There goes this most happening era of my life and here comes another one. I'm a college boy, not a kid anymore, but I would feel like men, just like all other fellow college-men. I don't get sick anymore, even if I do, I don't care. This is wonderful time, time of secret crushes, candid flirts, hidden rivalries, open fights, and then hugs and handshakes, bunked classes and exams, nights nonsense talk under bright moonlit skies, lazy Gulam Ali-Jagjit Singh Gazals filled afternoons. Where you meet so many people, you tend to get drown in this sea of knowing-too-many. At this time, Few Good Men, stand apart, you know these are different without them saying a word. We share masala-teas outside college campus, wandering excursions in deserted Sohna, Gurgaon, Faridabad night-streets. We spend night on Palwal platform among thudding railway tracks and buzzing commando mosquitoes after a late-evening PVR Saket show and been locked out of our rented place. We together watch sultry Sharon Stone in Basic Instinct, when my coach and fellow sports men are looking out for me to run for 2nd medal of the day at YMCA Faridabad. Now when I get sick or meet an accident, I won't even inform my parents, these Few Good Men, won't say a word either. They bunk their classes and later offices, they would make me laugh when I can hardly speak. One guy would take a bite of my share of fruits, sit by my side, touch my forehead and say - "This guy is Hot!". Another one taunts - "stop pretending and get out of this damn bed, we are sick of your dramas". I know, everything is alright, everything is gonna be alright. Unlike that heavenly motherly love, you can't even think of matching, this stream of care flows in both directions. They won't think of time and place to call me, nor would I, for I know they are always there for me and they know I'm always there for them. Love you fellas, love you idiots!
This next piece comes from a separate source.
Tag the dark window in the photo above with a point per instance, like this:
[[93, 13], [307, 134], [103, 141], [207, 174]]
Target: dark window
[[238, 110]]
And now, here I am. A coveted job, coveted degree amounts next to nothing. Pitaajee is not here to pat my forehead, Maaa is not here to hug me, and nor are those weird men around to taunt me. Its yours faces, I draw my strength from and hold the blanket tighter, those jumbo sized paracetamol tablets start taking over my conscious and I get dragged towards a lonely, un-cared sleep. How much I miss you all, how much I love you all!


[Please don't worry too much. I'm alright now, this was my experience on last Sunday night and I've almost fully recovered by now. Take care!]